В ее голосе я услышал едва заметные нотки неодобрения.
— Доктор Вайнкуп ладила с Ритой?
— У них иногда бывали разногласия, но доктор Алиса любила девушку. Рита была настоящим членом семьи. В тот вечер за ужином она действительно говорила о Рите.
— А что она говорила?
— Волновалась за девушку.
— Потому что та не успела к ужину?
— Да, Рита часто жаловалась на здоровье. После ужина доктор Алиса позвонила одной или двум соседкам узнать, не видели ли они Риту. Но Рита часто отсутствовала. Мы знали, что она могла отправиться в Луп по магазинам или зайти в кино. По крайней мере, мы так думали.
— Понимаю.
Мисс Шонеси выпрямилась и задумалась.
— Разумеется, я сразу заметила лежавшие здесь, в библиотеке, пальто и шляпку Риты, но доктор Алиса сказала, что она могла надеть и другое пальто и отправиться в Луп. Во всяком случае, после ужина мы долго сидели и разговаривали, затем, по просьбе доктора Алисы, я сходила в аптеку и купила по рецепту кое-какие лекарства.
— В котором часу вы вернулись?
— Понимаете, ближайшая аптека находится на пересечении Мэдисон и Кедзи. Но там не оказалось таблеток, которые были нужны доктору Алисе, поэтому я отправилась в другую аптеку на Хоман и Мэдисон, где все и купила.

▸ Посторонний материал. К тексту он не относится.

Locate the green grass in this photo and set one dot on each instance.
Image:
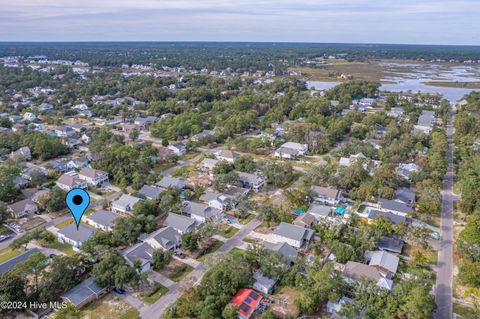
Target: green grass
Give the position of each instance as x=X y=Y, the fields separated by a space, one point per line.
x=229 y=232
x=131 y=314
x=109 y=307
x=179 y=272
x=65 y=223
x=238 y=251
x=462 y=310
x=249 y=240
x=4 y=230
x=184 y=171
x=159 y=291
x=210 y=250
x=8 y=253
x=247 y=219
x=65 y=248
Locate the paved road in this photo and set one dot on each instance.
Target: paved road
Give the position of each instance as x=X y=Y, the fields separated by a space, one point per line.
x=443 y=287
x=177 y=289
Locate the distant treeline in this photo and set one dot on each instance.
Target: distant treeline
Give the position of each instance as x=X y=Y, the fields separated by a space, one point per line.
x=238 y=56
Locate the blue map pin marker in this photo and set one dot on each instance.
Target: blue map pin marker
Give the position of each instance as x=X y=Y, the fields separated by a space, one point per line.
x=77 y=201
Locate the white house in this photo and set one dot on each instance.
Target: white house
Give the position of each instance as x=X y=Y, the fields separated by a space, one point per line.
x=69 y=181
x=29 y=117
x=295 y=236
x=201 y=212
x=92 y=176
x=178 y=148
x=102 y=219
x=255 y=182
x=125 y=204
x=291 y=150
x=75 y=237
x=226 y=155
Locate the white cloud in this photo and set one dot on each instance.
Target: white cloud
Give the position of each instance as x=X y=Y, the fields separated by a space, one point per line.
x=407 y=21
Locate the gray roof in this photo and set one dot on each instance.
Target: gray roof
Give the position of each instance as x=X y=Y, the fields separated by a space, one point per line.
x=81 y=235
x=83 y=291
x=293 y=232
x=142 y=251
x=264 y=281
x=13 y=262
x=21 y=205
x=180 y=222
x=127 y=201
x=168 y=181
x=104 y=218
x=426 y=118
x=285 y=249
x=384 y=260
x=395 y=219
x=390 y=244
x=329 y=192
x=249 y=178
x=319 y=210
x=150 y=191
x=201 y=210
x=209 y=162
x=166 y=236
x=405 y=195
x=394 y=206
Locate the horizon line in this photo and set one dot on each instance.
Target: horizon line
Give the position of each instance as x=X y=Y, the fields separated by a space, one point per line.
x=236 y=42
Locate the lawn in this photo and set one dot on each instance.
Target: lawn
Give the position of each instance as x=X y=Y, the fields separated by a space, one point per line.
x=4 y=230
x=176 y=270
x=159 y=291
x=213 y=247
x=8 y=253
x=65 y=248
x=247 y=219
x=249 y=240
x=108 y=307
x=184 y=171
x=229 y=232
x=65 y=223
x=238 y=251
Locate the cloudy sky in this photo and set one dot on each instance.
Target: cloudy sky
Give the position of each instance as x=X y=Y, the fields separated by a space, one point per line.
x=357 y=21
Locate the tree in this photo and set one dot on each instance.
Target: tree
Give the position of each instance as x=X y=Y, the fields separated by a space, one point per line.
x=470 y=274
x=383 y=225
x=161 y=258
x=12 y=288
x=299 y=198
x=245 y=163
x=134 y=134
x=3 y=212
x=146 y=208
x=419 y=258
x=190 y=240
x=318 y=287
x=61 y=276
x=230 y=312
x=9 y=170
x=54 y=200
x=112 y=271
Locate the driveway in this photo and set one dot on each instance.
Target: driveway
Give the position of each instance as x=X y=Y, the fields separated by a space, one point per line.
x=443 y=287
x=177 y=289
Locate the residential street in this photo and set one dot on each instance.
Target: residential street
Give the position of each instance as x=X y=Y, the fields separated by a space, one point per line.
x=176 y=290
x=443 y=288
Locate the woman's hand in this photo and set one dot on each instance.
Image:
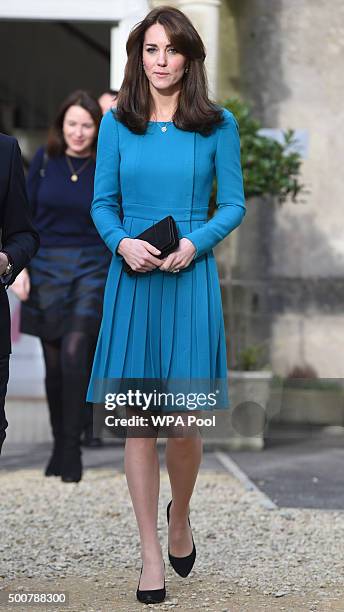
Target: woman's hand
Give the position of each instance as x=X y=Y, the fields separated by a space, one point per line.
x=21 y=286
x=180 y=258
x=139 y=254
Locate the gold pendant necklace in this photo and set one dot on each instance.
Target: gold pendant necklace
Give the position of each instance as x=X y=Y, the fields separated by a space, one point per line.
x=75 y=174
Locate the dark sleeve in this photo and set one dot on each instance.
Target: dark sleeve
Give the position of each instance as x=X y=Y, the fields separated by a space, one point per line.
x=33 y=179
x=19 y=237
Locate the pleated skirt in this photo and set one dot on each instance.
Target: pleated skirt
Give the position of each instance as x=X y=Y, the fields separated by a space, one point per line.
x=67 y=290
x=160 y=325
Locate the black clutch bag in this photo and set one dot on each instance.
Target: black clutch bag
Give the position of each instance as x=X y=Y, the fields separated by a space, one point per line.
x=163 y=235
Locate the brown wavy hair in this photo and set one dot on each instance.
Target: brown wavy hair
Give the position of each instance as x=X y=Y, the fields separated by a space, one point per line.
x=195 y=112
x=56 y=144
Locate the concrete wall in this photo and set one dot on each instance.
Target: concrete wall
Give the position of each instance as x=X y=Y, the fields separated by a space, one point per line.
x=44 y=63
x=291 y=61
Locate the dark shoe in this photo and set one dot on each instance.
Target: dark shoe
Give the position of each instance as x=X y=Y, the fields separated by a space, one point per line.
x=91 y=441
x=54 y=466
x=182 y=565
x=151 y=596
x=71 y=465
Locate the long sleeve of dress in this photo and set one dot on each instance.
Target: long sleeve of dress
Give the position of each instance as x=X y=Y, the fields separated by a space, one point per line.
x=105 y=207
x=230 y=192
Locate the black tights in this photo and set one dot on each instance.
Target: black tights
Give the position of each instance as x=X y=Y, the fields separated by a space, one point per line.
x=68 y=363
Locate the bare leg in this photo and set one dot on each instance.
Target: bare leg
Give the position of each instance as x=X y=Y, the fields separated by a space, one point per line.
x=143 y=477
x=183 y=458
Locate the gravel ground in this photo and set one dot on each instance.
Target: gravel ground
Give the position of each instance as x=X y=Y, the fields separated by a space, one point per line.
x=83 y=539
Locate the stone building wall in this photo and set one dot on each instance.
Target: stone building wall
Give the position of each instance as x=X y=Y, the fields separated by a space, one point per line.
x=288 y=62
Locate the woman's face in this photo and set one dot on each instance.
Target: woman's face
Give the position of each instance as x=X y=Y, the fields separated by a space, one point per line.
x=163 y=65
x=79 y=131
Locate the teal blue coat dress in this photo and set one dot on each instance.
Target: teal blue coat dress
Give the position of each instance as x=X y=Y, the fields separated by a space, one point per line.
x=160 y=325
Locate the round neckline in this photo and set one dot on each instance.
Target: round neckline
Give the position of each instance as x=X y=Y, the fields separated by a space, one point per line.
x=76 y=157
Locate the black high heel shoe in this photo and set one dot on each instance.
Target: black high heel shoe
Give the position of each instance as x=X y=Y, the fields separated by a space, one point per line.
x=182 y=565
x=54 y=467
x=152 y=595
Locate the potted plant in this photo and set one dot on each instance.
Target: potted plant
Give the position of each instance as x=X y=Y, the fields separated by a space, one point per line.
x=271 y=173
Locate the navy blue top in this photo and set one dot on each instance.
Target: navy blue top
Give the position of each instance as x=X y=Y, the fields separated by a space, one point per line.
x=61 y=208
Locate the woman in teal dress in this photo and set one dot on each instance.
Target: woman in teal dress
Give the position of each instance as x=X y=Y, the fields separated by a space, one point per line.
x=160 y=150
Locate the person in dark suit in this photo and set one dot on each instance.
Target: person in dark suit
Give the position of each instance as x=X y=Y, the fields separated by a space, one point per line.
x=19 y=241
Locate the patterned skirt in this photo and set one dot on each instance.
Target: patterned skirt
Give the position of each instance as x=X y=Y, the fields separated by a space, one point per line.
x=67 y=287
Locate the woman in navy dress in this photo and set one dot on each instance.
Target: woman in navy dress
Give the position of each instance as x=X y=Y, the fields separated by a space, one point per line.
x=62 y=290
x=160 y=150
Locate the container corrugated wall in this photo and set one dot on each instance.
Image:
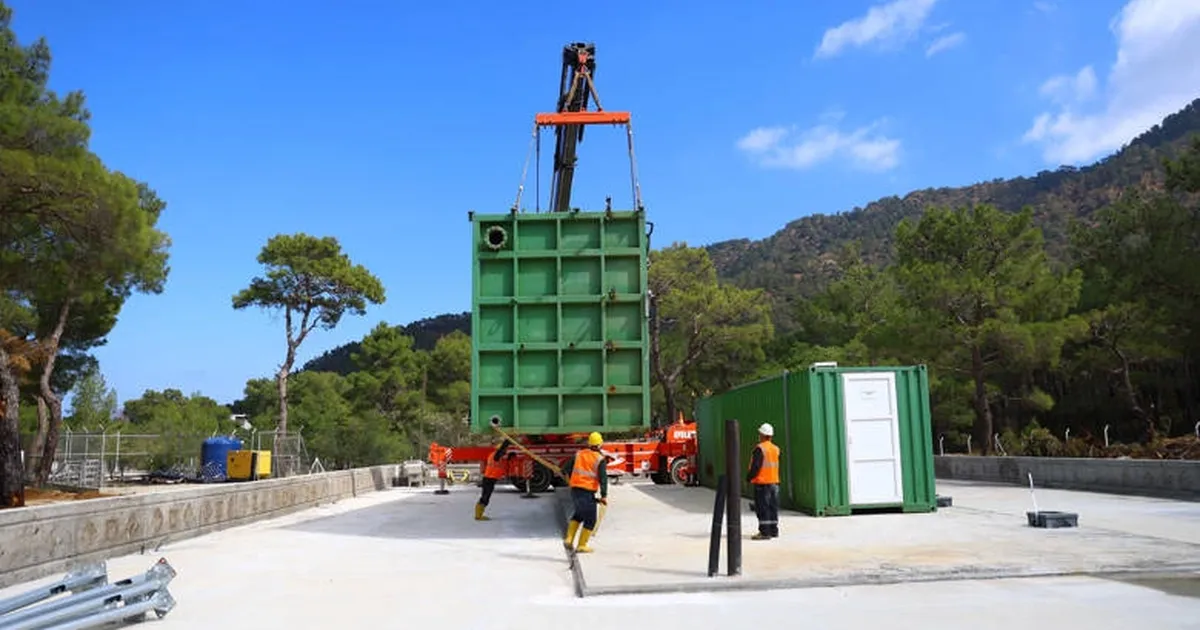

— Поэтому прошло кое-какое время, — проговорил я, стараясь не выходить из себя из-за ее обстоятельности, характерной для старых дев-учительниц. «Хотя, — подумал, — мне доводилось вышибать признания из не желавших сотрудничать, совершенно ненаблюдательных свидетелей».
— Насколько помню, я вернулась домой к половине восьмого. Мы сели в библиотеке и проговорили еще около часа, обсуждая две книги. Одна называлась «Странная интерлюдия», а другая — «Сага о Форсайтах».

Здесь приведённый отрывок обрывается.